How Recent Technology Developments and Transformations in Healthcare are Impacting your Business Environment

Dr. Thomas L. Miller, MD, Chief Medical Officer, University of Utah Health
Dr. Thomas L. Miller, MD, Chief Medical Officer, University of Utah Health

Dr. Thomas L. Miller, MD, Chief Medical Officer, University of Utah Health

It was in Prague, a city dating back to the 9th century, where inspiration initially struck for a digital innovation aimed at serving patients at University of Utah Health. On a family vacation, my wife and I used an online travel site for the first time. In this case, it was Trip Advisor and it was transformative. My family had information, at our fingertips, on which to base our decisions. That vacation went more smoothly than any previous trip because we weren’t forced to spend the usual amount of time making plans, booking reservations, and leafing through guide books. The younger generation—my daughters-- were especially wowed.

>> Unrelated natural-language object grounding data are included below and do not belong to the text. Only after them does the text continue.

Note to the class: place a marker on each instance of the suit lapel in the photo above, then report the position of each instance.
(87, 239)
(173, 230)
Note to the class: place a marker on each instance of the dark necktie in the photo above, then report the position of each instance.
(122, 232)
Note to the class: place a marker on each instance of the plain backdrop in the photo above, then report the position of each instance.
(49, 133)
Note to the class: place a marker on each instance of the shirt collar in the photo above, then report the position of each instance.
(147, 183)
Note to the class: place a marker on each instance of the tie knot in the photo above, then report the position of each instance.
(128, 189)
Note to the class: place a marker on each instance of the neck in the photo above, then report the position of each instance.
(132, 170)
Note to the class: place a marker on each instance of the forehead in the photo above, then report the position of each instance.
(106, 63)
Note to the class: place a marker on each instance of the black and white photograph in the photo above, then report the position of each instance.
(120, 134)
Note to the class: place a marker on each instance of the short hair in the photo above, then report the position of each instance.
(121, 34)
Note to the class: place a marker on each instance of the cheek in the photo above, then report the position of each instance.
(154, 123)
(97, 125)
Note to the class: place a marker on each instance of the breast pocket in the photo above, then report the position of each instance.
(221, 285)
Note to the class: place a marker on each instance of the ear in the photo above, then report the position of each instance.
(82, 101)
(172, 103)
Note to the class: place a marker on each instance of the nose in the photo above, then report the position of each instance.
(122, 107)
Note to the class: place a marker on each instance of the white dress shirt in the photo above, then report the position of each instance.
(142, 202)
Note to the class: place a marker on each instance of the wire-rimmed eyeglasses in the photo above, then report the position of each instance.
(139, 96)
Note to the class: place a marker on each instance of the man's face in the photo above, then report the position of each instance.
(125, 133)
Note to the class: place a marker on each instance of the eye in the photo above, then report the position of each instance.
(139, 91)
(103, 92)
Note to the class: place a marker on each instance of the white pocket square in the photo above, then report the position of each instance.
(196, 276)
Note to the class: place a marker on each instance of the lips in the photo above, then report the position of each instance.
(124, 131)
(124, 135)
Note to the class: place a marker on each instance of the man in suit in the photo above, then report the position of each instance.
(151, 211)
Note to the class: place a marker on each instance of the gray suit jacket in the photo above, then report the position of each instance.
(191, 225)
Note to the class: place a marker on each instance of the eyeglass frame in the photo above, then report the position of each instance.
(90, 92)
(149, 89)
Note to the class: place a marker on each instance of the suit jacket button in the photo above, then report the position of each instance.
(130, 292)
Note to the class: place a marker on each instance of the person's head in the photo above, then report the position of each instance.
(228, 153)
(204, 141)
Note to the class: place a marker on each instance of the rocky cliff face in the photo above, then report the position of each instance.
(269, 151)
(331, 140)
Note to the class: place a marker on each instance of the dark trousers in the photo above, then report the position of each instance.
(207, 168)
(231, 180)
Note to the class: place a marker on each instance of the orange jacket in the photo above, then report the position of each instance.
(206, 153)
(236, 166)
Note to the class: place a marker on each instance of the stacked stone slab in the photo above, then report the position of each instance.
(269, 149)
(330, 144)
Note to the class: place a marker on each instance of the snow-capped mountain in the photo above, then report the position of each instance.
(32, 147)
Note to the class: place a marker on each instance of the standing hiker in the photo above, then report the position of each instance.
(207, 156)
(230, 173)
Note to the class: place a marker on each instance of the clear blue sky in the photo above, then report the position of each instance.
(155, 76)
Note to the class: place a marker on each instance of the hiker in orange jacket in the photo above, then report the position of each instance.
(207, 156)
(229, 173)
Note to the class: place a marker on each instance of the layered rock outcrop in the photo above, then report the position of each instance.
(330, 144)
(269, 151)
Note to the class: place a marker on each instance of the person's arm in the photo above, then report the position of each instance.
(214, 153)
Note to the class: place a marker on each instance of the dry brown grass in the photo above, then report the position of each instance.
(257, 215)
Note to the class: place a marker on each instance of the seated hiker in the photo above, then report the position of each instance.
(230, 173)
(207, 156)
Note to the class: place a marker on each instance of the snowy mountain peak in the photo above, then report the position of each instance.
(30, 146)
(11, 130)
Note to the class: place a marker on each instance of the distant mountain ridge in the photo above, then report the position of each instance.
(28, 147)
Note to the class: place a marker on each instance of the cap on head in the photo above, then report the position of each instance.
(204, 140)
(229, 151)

What if patients could have information at their fingertips when making choices, making decisions regarding their health care? What if patients could select potential providers based on verifiable reviews from a broad collection of previous patients?

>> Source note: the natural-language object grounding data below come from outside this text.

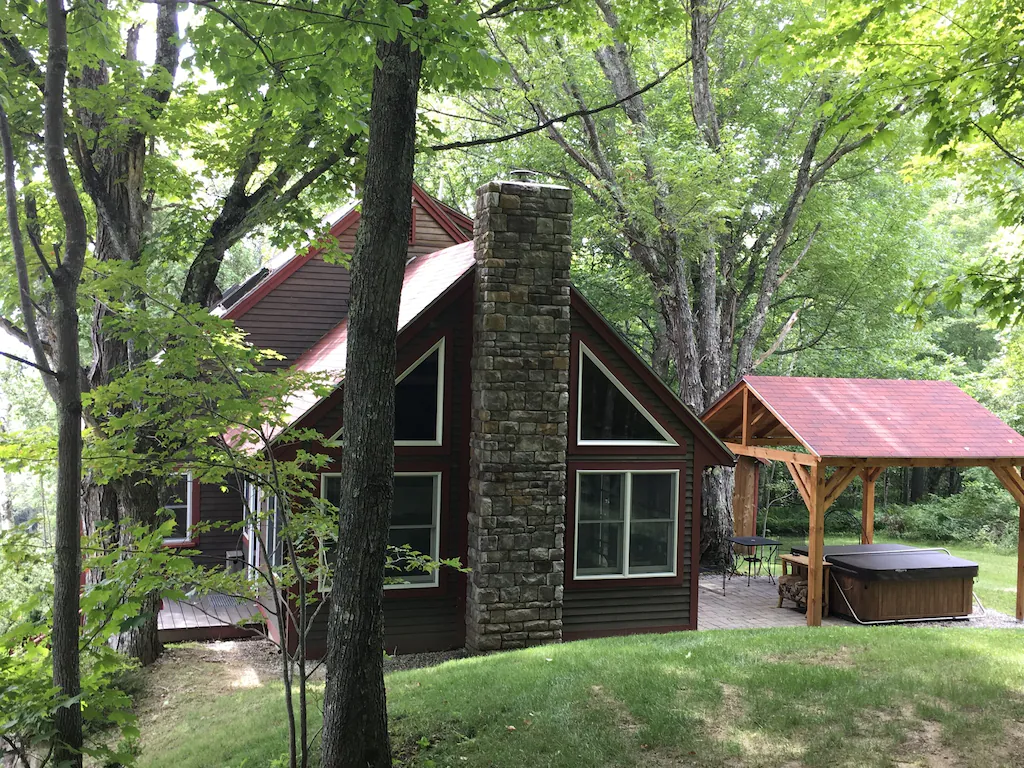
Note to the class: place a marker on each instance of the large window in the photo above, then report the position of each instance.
(607, 414)
(176, 497)
(419, 401)
(626, 523)
(415, 520)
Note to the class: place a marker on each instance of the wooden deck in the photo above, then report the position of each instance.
(206, 617)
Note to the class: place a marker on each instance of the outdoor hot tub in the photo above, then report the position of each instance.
(895, 583)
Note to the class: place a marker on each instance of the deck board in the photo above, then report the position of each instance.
(206, 617)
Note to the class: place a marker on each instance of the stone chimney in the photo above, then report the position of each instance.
(520, 377)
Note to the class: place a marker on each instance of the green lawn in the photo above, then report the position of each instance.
(788, 697)
(996, 582)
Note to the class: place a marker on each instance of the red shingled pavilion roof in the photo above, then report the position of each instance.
(879, 418)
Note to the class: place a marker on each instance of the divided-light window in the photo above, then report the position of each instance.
(626, 523)
(177, 498)
(607, 414)
(415, 520)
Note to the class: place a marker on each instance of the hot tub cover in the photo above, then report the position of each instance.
(852, 549)
(877, 562)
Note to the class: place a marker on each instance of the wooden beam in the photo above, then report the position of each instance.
(744, 430)
(867, 505)
(839, 482)
(1012, 481)
(802, 480)
(744, 498)
(1020, 565)
(815, 547)
(772, 454)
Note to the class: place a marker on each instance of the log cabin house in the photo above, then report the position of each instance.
(530, 440)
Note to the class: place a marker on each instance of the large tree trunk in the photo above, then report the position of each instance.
(355, 732)
(138, 503)
(68, 391)
(68, 557)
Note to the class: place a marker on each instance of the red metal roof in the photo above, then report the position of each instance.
(888, 419)
(427, 278)
(456, 223)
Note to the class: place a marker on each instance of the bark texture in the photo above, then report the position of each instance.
(355, 732)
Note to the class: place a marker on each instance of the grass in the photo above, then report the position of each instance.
(996, 582)
(846, 696)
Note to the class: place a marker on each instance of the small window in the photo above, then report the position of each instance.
(418, 400)
(263, 515)
(626, 523)
(607, 414)
(176, 497)
(269, 514)
(415, 520)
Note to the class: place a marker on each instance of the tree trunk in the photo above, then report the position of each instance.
(68, 396)
(355, 732)
(138, 503)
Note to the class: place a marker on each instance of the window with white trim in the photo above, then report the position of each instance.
(263, 516)
(419, 400)
(269, 515)
(627, 523)
(607, 414)
(176, 497)
(415, 520)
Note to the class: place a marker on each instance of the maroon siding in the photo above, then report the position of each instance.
(623, 606)
(313, 299)
(224, 510)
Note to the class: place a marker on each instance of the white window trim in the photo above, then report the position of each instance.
(434, 554)
(249, 530)
(627, 520)
(584, 350)
(188, 538)
(336, 438)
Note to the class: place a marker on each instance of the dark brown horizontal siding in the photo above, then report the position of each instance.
(224, 510)
(595, 611)
(617, 606)
(416, 620)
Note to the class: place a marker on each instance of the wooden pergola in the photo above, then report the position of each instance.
(829, 431)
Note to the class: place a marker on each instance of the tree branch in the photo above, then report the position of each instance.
(23, 59)
(561, 118)
(1015, 159)
(31, 332)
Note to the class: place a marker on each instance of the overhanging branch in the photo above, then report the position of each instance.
(562, 118)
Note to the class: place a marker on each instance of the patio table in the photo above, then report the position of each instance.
(756, 557)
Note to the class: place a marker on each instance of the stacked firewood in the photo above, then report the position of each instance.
(793, 588)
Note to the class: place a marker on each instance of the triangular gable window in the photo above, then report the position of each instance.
(607, 414)
(419, 401)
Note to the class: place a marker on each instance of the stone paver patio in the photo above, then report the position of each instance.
(742, 607)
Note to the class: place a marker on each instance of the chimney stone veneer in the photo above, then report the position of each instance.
(520, 375)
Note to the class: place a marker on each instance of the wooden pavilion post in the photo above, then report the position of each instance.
(815, 544)
(1012, 481)
(744, 497)
(867, 505)
(1020, 565)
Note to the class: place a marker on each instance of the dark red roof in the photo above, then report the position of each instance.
(887, 419)
(427, 278)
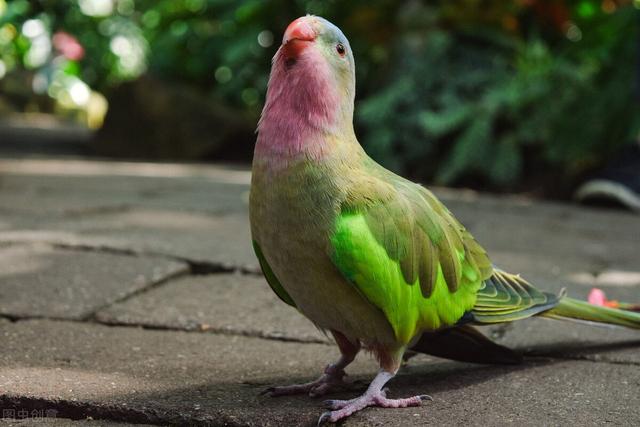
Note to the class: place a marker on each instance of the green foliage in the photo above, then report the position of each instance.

Thus, University of Utah Health became the first health care system in the country to post unedited online physician reviews, and comments, from patients. That innovation boosted our reputation for a high level of patient satisfaction and it has been a prominent factor in a nine-year string of top-ten placements in Vizient’s annual Quality Rankings for the nation’s top academic centers. Since we began our online review process, we’ve seen the number of page views for physician information skyrocket. Our online reviews went live in December of 2012. A year later, traffic to physician profiles had more than doubled. In the year leading up to the innovation we recorded 681,914-page views. In the last 12 months, until November 2018 there were 2,262,094-page views. Any digital marketing strategist would flip handsprings for that kind of growth.

  The decision to move patient-review data from behind a firewall gave health care consumers a powerful tool to make informed decisions about their physicians​  

The decision to move patient-review data from behind a firewall gave health care consumers a powerful tool to make informed decisions about their physicians. There have long been commercial vendors with sites for ratings and comments but there is no way a reader knows if those opinions truly come from patients. All are anonymous. The surveys could very well come from a provider’s spouse, or neighbor, or colleague or competitor or even from the provider himself.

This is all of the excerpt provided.